Institutions and Professional investors used to do well in public equities because they would be taking opposite trades against amateurs. One of the reasons returns have declined because most of the players around the table now are professionals so the edge has disappeared.
This is analogous to the professional poker players, who don’t make their money playing at the Poker World Series where they are competing against other top players. They play there to hone their skills. But they make most, if not ALL, of their money going to lesser known competitions or backwaters where they can play against local “Whales” who have money but have a lot less skill.
This is why I spent so much of my time traveling the world looking for great startup founders. I compete in Silicon valley deals against other Silicon valley investors to hone my skills. But then I go hunt in other overseas markets where there are awesome yet overlooked founders. Ones not being well served by their local investor base. It’s “Geo-Arbitrage” at this best.

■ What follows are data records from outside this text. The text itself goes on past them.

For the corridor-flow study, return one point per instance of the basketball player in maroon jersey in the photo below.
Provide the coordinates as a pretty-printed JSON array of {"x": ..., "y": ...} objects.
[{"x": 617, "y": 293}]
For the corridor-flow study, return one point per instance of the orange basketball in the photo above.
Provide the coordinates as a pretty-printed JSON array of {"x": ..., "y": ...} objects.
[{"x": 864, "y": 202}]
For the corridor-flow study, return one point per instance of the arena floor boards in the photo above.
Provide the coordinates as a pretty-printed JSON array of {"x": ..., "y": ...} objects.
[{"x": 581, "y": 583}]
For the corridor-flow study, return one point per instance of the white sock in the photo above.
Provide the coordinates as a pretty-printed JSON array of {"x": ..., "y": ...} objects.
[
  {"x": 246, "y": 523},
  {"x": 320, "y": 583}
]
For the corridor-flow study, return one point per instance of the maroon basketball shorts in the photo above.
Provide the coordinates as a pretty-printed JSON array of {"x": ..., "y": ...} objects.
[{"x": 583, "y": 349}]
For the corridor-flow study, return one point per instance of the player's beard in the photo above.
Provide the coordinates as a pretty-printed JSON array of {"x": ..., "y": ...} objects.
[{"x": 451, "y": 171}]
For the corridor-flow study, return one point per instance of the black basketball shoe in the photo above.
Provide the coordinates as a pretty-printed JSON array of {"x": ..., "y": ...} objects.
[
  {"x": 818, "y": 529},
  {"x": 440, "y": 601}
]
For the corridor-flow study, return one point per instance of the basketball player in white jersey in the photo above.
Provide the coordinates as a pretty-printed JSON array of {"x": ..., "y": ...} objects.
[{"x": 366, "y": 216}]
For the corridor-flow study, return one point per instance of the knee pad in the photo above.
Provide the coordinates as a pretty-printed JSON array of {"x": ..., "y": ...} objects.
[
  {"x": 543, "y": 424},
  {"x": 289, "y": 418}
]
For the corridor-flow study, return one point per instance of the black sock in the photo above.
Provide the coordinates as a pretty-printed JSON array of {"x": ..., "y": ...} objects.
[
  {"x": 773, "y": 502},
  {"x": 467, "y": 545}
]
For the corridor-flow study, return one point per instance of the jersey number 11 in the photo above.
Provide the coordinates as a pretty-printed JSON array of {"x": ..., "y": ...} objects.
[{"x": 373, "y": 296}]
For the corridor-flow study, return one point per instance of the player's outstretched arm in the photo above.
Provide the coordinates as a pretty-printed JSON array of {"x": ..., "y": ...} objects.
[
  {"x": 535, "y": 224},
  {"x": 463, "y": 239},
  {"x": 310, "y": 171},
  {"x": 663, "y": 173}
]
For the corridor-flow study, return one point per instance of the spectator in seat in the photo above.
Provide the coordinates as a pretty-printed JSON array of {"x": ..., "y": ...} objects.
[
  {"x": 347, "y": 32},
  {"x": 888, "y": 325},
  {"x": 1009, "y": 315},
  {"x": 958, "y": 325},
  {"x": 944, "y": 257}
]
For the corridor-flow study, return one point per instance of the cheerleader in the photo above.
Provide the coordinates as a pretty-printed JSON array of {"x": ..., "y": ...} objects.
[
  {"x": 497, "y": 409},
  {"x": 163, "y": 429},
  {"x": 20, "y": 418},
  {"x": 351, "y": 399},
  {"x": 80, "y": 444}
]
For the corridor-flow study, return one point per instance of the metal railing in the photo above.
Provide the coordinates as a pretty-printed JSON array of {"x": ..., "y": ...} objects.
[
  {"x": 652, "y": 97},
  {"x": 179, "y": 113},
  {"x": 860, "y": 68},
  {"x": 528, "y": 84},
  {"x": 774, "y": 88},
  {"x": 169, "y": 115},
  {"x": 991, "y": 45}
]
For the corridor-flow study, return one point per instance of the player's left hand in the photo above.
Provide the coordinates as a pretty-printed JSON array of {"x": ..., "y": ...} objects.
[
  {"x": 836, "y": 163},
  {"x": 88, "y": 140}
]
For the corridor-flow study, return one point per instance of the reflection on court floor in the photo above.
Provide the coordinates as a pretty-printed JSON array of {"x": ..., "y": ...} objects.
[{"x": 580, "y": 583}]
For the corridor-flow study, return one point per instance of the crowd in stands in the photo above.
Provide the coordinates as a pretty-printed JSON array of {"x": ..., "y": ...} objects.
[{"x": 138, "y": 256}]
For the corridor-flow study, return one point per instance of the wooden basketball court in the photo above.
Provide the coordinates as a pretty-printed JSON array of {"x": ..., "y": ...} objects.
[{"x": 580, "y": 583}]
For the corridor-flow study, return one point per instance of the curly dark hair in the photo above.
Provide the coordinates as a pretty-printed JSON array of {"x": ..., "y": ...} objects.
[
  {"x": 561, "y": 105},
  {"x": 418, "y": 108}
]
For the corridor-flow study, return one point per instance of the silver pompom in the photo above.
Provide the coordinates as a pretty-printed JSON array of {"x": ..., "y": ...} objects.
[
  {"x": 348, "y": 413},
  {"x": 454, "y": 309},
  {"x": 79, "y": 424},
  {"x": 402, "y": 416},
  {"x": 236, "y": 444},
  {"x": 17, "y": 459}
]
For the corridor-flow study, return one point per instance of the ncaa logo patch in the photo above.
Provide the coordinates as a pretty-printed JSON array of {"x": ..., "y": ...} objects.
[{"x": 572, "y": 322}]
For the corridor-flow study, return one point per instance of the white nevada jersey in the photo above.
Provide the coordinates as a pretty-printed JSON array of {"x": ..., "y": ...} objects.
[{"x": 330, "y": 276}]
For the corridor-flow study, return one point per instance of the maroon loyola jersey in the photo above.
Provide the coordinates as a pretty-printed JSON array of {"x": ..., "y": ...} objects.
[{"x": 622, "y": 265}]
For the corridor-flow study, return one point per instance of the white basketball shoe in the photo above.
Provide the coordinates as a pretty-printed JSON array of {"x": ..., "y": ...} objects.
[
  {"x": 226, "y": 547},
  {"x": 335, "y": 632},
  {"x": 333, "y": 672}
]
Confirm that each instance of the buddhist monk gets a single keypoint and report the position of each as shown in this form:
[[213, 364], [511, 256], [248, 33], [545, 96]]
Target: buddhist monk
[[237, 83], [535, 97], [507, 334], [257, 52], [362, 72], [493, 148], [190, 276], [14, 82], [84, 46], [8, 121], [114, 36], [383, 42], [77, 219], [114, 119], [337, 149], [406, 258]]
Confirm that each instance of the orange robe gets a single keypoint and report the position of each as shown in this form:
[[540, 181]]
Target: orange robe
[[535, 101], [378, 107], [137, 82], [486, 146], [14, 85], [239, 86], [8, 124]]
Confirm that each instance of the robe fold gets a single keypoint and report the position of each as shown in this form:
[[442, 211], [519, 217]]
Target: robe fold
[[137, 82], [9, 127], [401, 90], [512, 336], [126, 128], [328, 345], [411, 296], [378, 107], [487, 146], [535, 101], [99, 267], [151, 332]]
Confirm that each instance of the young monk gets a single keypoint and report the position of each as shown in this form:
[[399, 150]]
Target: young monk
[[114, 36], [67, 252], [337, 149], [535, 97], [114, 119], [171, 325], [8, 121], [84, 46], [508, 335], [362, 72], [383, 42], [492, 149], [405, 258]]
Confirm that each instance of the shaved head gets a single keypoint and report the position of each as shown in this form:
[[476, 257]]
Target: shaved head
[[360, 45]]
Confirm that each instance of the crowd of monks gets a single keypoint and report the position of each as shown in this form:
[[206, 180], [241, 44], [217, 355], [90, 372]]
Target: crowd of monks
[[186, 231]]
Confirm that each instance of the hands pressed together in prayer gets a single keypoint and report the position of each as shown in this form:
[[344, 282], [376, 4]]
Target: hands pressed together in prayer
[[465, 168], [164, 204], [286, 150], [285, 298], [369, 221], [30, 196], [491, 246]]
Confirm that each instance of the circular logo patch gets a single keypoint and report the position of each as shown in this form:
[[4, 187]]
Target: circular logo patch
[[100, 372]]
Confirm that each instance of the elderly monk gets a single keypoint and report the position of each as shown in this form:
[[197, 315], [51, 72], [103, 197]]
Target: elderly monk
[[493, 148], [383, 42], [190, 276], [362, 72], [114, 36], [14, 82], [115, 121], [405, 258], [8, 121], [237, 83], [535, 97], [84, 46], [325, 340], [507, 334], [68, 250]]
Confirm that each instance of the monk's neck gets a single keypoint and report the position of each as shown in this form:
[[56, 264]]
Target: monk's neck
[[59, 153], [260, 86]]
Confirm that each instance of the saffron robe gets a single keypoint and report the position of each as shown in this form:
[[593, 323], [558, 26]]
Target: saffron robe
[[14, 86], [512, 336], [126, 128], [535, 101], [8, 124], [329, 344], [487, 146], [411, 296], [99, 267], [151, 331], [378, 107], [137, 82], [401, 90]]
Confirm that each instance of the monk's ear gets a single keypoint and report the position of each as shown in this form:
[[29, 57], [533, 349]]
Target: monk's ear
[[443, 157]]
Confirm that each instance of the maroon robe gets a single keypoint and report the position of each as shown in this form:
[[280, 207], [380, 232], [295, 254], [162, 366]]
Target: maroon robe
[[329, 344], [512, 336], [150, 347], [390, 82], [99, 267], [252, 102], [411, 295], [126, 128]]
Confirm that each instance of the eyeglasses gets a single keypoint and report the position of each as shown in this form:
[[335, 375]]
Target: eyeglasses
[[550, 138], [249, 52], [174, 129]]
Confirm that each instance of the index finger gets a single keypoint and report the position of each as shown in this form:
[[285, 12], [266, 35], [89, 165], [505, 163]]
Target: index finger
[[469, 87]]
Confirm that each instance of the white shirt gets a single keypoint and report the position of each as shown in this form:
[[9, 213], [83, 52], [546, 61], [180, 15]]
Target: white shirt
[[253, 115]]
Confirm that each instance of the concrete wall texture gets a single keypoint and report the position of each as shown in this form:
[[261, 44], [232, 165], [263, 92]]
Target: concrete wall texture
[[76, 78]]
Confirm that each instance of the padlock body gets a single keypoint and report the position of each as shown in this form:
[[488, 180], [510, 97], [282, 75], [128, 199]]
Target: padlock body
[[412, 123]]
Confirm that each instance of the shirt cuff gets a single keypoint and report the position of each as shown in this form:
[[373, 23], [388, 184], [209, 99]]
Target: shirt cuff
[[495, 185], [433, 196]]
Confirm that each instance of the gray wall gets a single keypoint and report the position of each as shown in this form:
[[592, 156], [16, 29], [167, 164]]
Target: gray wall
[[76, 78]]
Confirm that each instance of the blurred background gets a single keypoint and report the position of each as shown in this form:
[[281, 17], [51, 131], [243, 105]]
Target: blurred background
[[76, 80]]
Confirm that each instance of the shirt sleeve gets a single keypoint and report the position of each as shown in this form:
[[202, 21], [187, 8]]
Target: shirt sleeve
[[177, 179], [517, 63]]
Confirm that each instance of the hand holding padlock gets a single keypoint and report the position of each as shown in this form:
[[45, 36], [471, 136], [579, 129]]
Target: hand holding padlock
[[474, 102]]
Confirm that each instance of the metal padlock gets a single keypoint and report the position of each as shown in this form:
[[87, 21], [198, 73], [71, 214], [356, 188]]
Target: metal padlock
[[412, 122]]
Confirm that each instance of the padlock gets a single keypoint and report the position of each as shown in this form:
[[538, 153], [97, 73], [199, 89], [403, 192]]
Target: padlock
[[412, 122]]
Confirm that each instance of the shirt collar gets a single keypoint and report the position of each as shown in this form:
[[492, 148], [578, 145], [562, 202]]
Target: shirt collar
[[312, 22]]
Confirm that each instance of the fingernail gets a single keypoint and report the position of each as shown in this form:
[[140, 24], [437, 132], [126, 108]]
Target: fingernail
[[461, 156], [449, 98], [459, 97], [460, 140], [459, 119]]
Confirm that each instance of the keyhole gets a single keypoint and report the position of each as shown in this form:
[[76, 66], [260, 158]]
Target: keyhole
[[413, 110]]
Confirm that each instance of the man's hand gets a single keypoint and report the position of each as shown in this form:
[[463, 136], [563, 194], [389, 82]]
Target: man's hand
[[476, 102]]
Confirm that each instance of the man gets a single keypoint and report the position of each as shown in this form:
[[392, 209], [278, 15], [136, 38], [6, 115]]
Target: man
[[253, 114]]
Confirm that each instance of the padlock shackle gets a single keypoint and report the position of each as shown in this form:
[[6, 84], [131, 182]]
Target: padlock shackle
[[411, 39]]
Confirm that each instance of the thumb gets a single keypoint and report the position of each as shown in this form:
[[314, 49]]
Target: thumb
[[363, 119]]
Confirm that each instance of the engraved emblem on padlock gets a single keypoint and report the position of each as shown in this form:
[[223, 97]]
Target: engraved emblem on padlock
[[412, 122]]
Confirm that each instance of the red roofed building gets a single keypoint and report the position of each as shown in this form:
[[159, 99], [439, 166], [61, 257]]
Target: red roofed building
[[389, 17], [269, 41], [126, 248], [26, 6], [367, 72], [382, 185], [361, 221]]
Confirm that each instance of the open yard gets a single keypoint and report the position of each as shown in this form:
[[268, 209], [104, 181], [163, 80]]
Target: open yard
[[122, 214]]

Or as I prefer to call it “Airplane Arbitrage.”
These local investors for the most part are not bad folks. They just don’t have the skill set, experience, connections and reputation to compete against someone like me. It’s just a fact. The overall awful advice & service I hear these founders get from investors in their region makes me weep for the state of Venture Capital and angel investing there. But assuming I do a good job here advising/helping the local startup founders and sharing best practices with local investors, this raises the bar and forces the other local investors to raise their game too. Co-opetition at work! :)
Peter Thiel says “Competition is for Losers.” I fully agree here. You compete in the top markets to upgrade your skills. But then you apply these skills in a market where you have an unfair advantage. With this unfair advantage you build your monopoly. This is how you win in the long run.